Ramsay supported the October Revolution and was treasurer of the Hands Off Russia movement. He was involved in negotiations to form the Communist Party of Great Britain (CPGB), and was one of the leading opponents of attempts to affiliate the CPGB to the Labour Party.

In 1920 he was a representative of the Shop Stewards Movement who attended the 2nd World Congress of the Communist International in Moscow, along with other British delegates such as John S. Clarke, Helen Crawfurd, Willie Gallacher, William McLaine, JT Murphy, Tom Quelch, Jack Tanner, Marjory Newbold, and Sylvia Pankhurst. In order to attend, Ramsay had to obtain a passport under a cover story that he wished to emigrate to Argentina and, before doing so, must visit relatives in Norway (actually a Bolshevik based there). His request was taken to the Home Secretary, who consulted colleagues but surprisingly decided to grant it. Following the Congress, Ramsay stayed in the Soviet Union for a while, working for the Comintern and engaging in international travel.

Once Ramsay returned to the UK, he served on the CPGB's Central Committee, and worked as a Party instructor and propagandist. In 1926, he was named its Scottish Organiser, and was also the election agent for Harry Pollitt in Seaham in the 1929 general election.

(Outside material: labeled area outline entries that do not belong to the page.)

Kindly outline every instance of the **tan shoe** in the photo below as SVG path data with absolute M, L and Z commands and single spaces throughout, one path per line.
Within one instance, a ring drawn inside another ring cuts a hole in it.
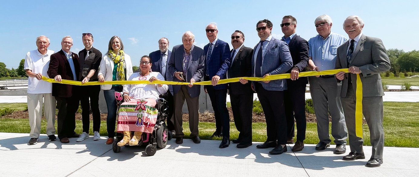
M 128 143 L 128 144 L 129 146 L 137 146 L 138 144 L 139 141 L 140 139 L 141 138 L 142 134 L 142 132 L 141 131 L 134 131 L 134 136 L 132 136 L 132 139 Z
M 128 144 L 128 142 L 129 141 L 130 139 L 131 139 L 131 132 L 129 131 L 124 131 L 124 138 L 122 138 L 122 139 L 120 141 L 118 142 L 116 144 L 120 146 L 123 146 Z

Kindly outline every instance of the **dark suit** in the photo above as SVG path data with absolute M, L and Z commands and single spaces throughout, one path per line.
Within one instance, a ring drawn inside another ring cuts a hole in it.
M 87 54 L 87 51 L 85 49 L 79 52 L 80 62 L 79 81 L 83 81 L 91 70 L 94 69 L 96 71 L 95 74 L 90 78 L 89 82 L 97 81 L 98 80 L 98 72 L 99 72 L 99 65 L 102 60 L 102 53 L 95 48 L 92 47 L 89 50 L 89 56 L 86 58 Z M 86 85 L 78 87 L 85 93 L 80 97 L 83 132 L 89 133 L 91 108 L 93 117 L 93 131 L 98 132 L 101 127 L 101 113 L 99 110 L 99 92 L 101 91 L 101 86 Z
M 183 45 L 178 45 L 173 47 L 172 54 L 169 60 L 169 73 L 172 76 L 174 82 L 189 82 L 191 78 L 195 82 L 199 82 L 204 76 L 205 67 L 205 54 L 204 50 L 192 45 L 191 49 L 190 58 L 187 67 L 186 73 L 184 73 L 184 80 L 180 80 L 174 77 L 175 72 L 184 72 L 183 64 L 184 48 Z M 169 75 L 166 74 L 168 76 Z M 198 136 L 199 98 L 201 92 L 201 86 L 194 85 L 190 87 L 186 85 L 173 85 L 173 100 L 175 105 L 174 123 L 175 131 L 177 137 L 183 137 L 183 128 L 182 128 L 182 107 L 185 100 L 188 105 L 189 112 L 189 128 L 191 136 Z
M 233 50 L 230 53 L 233 52 Z M 243 45 L 236 52 L 235 56 L 231 59 L 230 68 L 227 72 L 227 77 L 251 77 L 253 49 Z M 252 143 L 253 92 L 250 86 L 251 83 L 249 82 L 247 84 L 242 84 L 238 82 L 228 84 L 234 124 L 237 130 L 240 132 L 238 139 L 244 144 Z
M 212 52 L 209 54 L 210 44 L 204 47 L 205 55 L 205 76 L 204 81 L 211 80 L 217 75 L 220 79 L 225 79 L 225 73 L 230 64 L 230 48 L 226 42 L 217 39 L 212 47 Z M 208 57 L 210 56 L 210 57 Z M 207 75 L 208 74 L 208 75 Z M 205 85 L 204 88 L 210 96 L 215 117 L 215 133 L 222 133 L 223 136 L 229 138 L 230 119 L 226 105 L 227 85 L 220 84 L 215 86 Z
M 384 146 L 383 128 L 384 92 L 380 73 L 390 69 L 390 60 L 381 39 L 362 34 L 349 63 L 347 55 L 350 43 L 350 40 L 348 41 L 338 48 L 336 68 L 359 67 L 362 84 L 362 114 L 368 124 L 372 146 L 371 157 L 382 160 Z M 351 151 L 363 153 L 364 139 L 357 136 L 355 128 L 357 75 L 346 73 L 342 81 L 340 96 L 348 128 Z
M 295 34 L 290 41 L 288 46 L 294 65 L 287 73 L 291 73 L 295 67 L 298 68 L 300 72 L 305 71 L 308 63 L 308 43 Z M 284 101 L 288 139 L 294 136 L 294 118 L 297 122 L 297 141 L 303 142 L 305 139 L 305 87 L 308 83 L 307 77 L 299 77 L 295 80 L 287 79 L 288 88 L 284 92 Z
M 161 51 L 160 50 L 154 51 L 150 53 L 148 56 L 151 59 L 151 70 L 153 71 L 158 72 L 162 73 L 161 70 Z M 170 50 L 167 50 L 167 61 L 166 64 L 166 72 L 164 77 L 165 80 L 171 81 L 172 77 L 169 74 L 169 60 L 170 59 L 170 56 L 172 54 L 172 52 Z M 172 103 L 169 105 L 168 115 L 167 116 L 167 128 L 169 130 L 171 131 L 175 129 L 174 123 L 173 121 L 172 116 L 173 115 L 173 110 L 174 107 L 174 104 L 173 100 L 173 87 L 172 85 L 169 85 L 169 90 L 167 90 L 167 93 L 169 96 L 168 97 L 168 101 Z
M 260 44 L 260 43 L 259 43 Z M 252 71 L 255 73 L 255 67 L 261 67 L 262 77 L 284 74 L 292 67 L 292 60 L 290 49 L 285 42 L 272 37 L 262 55 L 262 65 L 256 63 L 258 44 L 253 49 Z M 278 144 L 287 144 L 287 119 L 284 105 L 284 92 L 287 89 L 285 80 L 272 80 L 266 83 L 261 81 L 252 82 L 258 94 L 266 119 L 267 141 L 278 140 Z
M 78 78 L 80 67 L 78 56 L 72 53 L 75 77 Z M 49 78 L 59 75 L 63 80 L 74 80 L 70 64 L 62 50 L 51 55 L 49 67 L 47 72 Z M 58 114 L 57 115 L 57 130 L 58 138 L 71 137 L 75 134 L 75 112 L 78 108 L 78 94 L 76 87 L 58 83 L 52 84 L 52 96 L 55 97 Z

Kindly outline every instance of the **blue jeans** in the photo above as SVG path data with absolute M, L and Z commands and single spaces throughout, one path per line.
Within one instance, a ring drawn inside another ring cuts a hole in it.
M 116 111 L 117 106 L 116 100 L 115 99 L 115 92 L 122 92 L 122 86 L 112 86 L 111 89 L 103 90 L 103 96 L 106 101 L 108 108 L 108 116 L 106 118 L 106 129 L 108 131 L 108 137 L 113 138 L 115 136 L 115 126 L 116 121 Z

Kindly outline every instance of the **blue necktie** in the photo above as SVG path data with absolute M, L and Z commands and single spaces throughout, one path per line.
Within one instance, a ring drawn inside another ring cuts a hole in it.
M 257 77 L 262 77 L 262 47 L 263 47 L 263 42 L 265 41 L 261 41 L 261 46 L 258 51 L 258 54 L 256 56 L 256 64 L 255 64 L 255 76 Z

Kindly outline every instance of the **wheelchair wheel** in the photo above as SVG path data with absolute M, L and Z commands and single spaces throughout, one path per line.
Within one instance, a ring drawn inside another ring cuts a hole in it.
M 167 145 L 167 140 L 168 136 L 167 134 L 167 128 L 163 123 L 158 126 L 157 133 L 156 135 L 156 141 L 158 147 L 163 149 Z
M 157 151 L 157 148 L 156 146 L 153 146 L 152 144 L 149 144 L 145 147 L 145 154 L 149 156 L 153 156 Z
M 114 144 L 112 144 L 112 150 L 115 153 L 117 153 L 121 151 L 121 147 L 116 144 L 119 141 L 114 141 Z

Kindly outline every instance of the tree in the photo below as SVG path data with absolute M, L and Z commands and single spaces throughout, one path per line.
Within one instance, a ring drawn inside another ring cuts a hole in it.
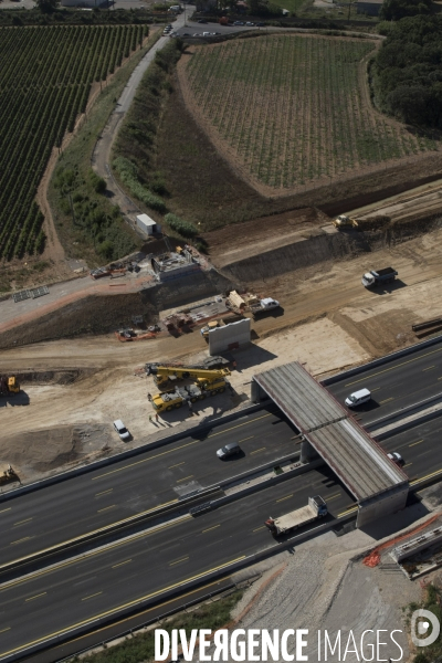
M 38 9 L 42 13 L 52 13 L 59 7 L 60 0 L 35 0 Z

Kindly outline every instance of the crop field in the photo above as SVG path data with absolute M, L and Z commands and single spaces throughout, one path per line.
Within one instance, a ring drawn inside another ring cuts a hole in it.
M 436 149 L 369 101 L 364 40 L 266 35 L 199 46 L 185 97 L 212 139 L 259 183 L 296 189 Z
M 144 25 L 0 29 L 0 257 L 38 252 L 34 202 L 54 146 L 103 81 L 143 41 Z

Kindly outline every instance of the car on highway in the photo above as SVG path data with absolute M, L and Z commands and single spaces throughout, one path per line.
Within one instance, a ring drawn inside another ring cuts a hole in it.
M 406 464 L 406 461 L 402 459 L 401 454 L 398 453 L 397 451 L 392 451 L 391 453 L 388 453 L 387 455 L 390 459 L 390 461 L 392 461 L 396 465 L 399 465 L 399 467 L 403 467 L 403 465 Z
M 221 446 L 221 449 L 217 451 L 217 455 L 219 459 L 223 460 L 228 459 L 231 455 L 238 455 L 241 452 L 242 449 L 238 444 L 238 442 L 231 442 L 230 444 L 225 444 L 225 446 Z
M 350 393 L 345 400 L 347 408 L 357 408 L 371 399 L 371 392 L 368 389 L 359 389 Z
M 119 439 L 123 440 L 123 442 L 127 442 L 128 440 L 130 440 L 131 435 L 120 419 L 114 421 L 114 429 L 116 430 L 116 432 L 119 435 Z

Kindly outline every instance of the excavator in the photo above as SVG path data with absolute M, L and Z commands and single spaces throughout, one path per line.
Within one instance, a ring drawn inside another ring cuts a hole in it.
M 219 368 L 209 370 L 202 368 L 192 368 L 190 366 L 172 366 L 172 365 L 155 365 L 146 364 L 146 373 L 154 376 L 154 380 L 158 387 L 166 387 L 168 382 L 175 380 L 196 379 L 196 386 L 200 389 L 210 389 L 209 385 L 223 383 L 225 387 L 225 378 L 230 376 L 228 368 Z
M 9 396 L 11 393 L 20 393 L 20 385 L 15 377 L 7 378 L 0 376 L 0 396 Z

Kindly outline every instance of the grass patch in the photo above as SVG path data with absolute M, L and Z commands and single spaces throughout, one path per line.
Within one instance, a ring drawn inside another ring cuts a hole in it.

MI5 kept Ramsay under constant surveillance, believing he may have been spying for the Soviet Union. According to intelligence files released to the National Archives, Ramsay dropped out of the Party in 1932 and found work as a courier for the Soviet embassy. But at a 1950 event marking the 30th anniversary of the CPGB, Harry Pollitt suggested, during a eulogy for Ramsay, that his late comrade's resignation from the Party in 1932 was merely a ploy to deflect secret service attention.